Monday, December 13, 2010

Science is messy

Vaughan Bell in The brain isn’t going to take it lying down:
"Anger experiments that have measured electrical signals from the brain (using EEG) or that have altered neural activity with magnetic pulses (using TMS) have found that the left frontal lobe is more active than the right, but studies using fMRI functional brain scans have found no differences.

Psychologists Eddie Harmon-Jones and Carly Peterson wondered whether the brain might be working differently in EEG and TMS experiments because the participant is usually sitting upright, while in fMRI, the person is usually lying flat on their back.
........
Although this is only an initial study, it could be a major spanner in the works for cognitive science which often assumes that clumping together evidence from a whole range of techniques gives a better idea of what’s going on."

David H. Freedman in Why Scientific Studies Are So Often Wrong: The Streetlight Effect:
"Many, and possibly most, scientists spend their careers looking for answers where the light is better rather than where the truth is more likely to lie. They don’t always have much choice. It is often extremely difficult or even impossible to cleanly measure what is really important, so scientists instead cleanly measure what they can, hoping it turns out to be relevant.
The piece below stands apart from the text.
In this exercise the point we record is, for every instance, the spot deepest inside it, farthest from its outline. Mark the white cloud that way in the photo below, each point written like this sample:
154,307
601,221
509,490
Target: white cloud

After all, we expect scientists to quantify their observations precisely. As Lord Kelvin put it more than a century ago, “When you can measure what you are speaking about, and express it in numbers, you know something about it.”

There is just one little problem. While these surrogate measurements yield clean numbers, they frequently throw off the results, sometimes dramatically so. This “streetlight effect,” as I call it in my new book, Wrong (Little, Brown), turns up in every field of science, filling research journals with experiments and studies that directly contradict previously published work."

See also Jonah Lehrer's The Mysterious Decline Effect

Related posts: Ashutosh Jogalekar's Aliens, arsenic and alternative peer-review: Has science publishing become too conservative? and Making speculation official: More on the conservatism of leading science journals. From the later post:

"There are rules for doing, interpreting and publishing science, just like there are rules for how to raise children. And just as the rules for raising children wonderfully break down in the face of reality, so do the rules of actual scientific research. Real science is as messy as real child rearing. It's only fair that the public knows about this process."